Special Education Staffing Ratios HJ 79 (Guzman) would have directed the Joint Legislative Audit and Review Commission to include in its current review of the effectiveness of Virginia's special education programs an examination of the prescribed and actual ratios of students to special education instructional and support personnel in public elementary and secondary schools in the Commonwealth to determine whether any adjustment to such ratios is necessary.

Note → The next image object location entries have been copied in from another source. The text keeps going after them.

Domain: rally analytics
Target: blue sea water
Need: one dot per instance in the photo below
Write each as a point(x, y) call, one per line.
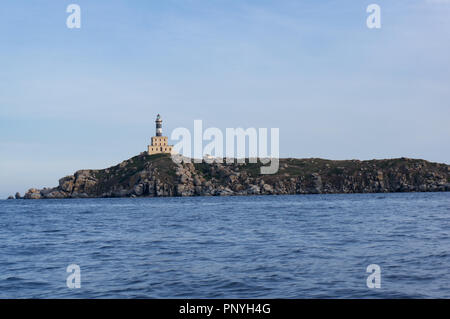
point(300, 246)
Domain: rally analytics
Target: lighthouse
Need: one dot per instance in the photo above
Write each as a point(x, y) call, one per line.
point(159, 143)
point(158, 125)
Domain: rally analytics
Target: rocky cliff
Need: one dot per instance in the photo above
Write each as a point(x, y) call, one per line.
point(158, 175)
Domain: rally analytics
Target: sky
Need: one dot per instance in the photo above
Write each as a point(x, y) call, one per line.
point(83, 98)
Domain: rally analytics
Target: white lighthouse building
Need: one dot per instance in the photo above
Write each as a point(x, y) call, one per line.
point(159, 143)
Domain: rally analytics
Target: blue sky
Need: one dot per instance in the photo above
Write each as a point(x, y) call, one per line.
point(87, 98)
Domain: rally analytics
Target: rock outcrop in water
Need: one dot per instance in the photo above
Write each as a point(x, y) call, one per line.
point(158, 175)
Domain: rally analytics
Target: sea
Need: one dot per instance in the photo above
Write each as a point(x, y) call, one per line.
point(295, 246)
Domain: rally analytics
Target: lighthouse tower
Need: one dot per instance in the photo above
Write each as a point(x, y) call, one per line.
point(159, 144)
point(158, 125)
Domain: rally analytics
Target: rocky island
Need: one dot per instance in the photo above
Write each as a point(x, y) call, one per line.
point(157, 175)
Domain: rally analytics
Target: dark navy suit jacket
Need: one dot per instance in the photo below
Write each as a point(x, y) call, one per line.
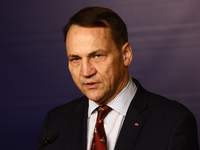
point(152, 123)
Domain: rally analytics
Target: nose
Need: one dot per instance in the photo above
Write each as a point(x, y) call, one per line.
point(87, 69)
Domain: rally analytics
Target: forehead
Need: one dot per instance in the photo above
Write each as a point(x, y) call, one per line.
point(76, 30)
point(83, 38)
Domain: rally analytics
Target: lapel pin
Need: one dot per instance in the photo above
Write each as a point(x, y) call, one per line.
point(136, 124)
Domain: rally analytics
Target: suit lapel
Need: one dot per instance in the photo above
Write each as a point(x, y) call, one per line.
point(79, 126)
point(134, 120)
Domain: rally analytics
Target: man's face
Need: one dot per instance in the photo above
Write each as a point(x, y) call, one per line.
point(96, 65)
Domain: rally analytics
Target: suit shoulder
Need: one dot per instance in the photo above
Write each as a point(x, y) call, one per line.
point(70, 105)
point(158, 102)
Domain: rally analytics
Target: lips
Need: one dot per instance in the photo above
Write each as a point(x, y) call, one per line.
point(91, 85)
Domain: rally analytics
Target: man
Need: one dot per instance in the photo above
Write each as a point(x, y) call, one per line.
point(99, 55)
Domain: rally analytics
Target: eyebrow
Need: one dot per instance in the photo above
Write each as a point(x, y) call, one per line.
point(90, 54)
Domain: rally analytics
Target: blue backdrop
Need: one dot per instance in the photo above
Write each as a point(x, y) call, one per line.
point(164, 34)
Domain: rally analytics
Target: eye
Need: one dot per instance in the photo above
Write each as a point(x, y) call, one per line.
point(98, 55)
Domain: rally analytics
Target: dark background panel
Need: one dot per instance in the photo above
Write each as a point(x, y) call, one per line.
point(164, 35)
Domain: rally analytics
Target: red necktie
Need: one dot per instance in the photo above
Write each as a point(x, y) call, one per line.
point(99, 141)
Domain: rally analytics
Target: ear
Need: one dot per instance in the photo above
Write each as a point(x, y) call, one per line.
point(127, 53)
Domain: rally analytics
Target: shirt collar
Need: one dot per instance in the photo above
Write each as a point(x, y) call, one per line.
point(121, 102)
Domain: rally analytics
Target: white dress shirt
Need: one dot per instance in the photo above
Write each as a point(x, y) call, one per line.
point(115, 118)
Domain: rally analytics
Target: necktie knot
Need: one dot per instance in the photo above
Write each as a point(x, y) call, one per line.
point(99, 141)
point(103, 111)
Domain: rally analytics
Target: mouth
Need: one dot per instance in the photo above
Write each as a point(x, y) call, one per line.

Vaccinations and Immunizations; Certain Minors Given Authority to Consent SB 104 (Favola) would have provided that a minor shall be deemed an adult for the purpose of consenting to medical or health services related to receiving vaccinations and immunizations recommended by the Centers for Disease Control and Prevention if the individual is at least 14 years of age and demonstrates to the satisfaction of a health care practitioner the ability to understand at the same comprehension level as an adult the risks and benefits associated with vaccinations and immunizations.
Virginia Hearing Loss Identification & Monitoring System; Language Development for Certain Children SB 564 (Edwards) would have expanded the responsibilities of the advisory committee of the Virginia Hearing Loss Identification and Monitoring System to include selecting language development milestones for educators and early intervention specialists for use in assessing the language and literacy development of children from birth to age five who are deaf or hard or hearing. The bill would have required the addition of at least two language experts to the advisory committee.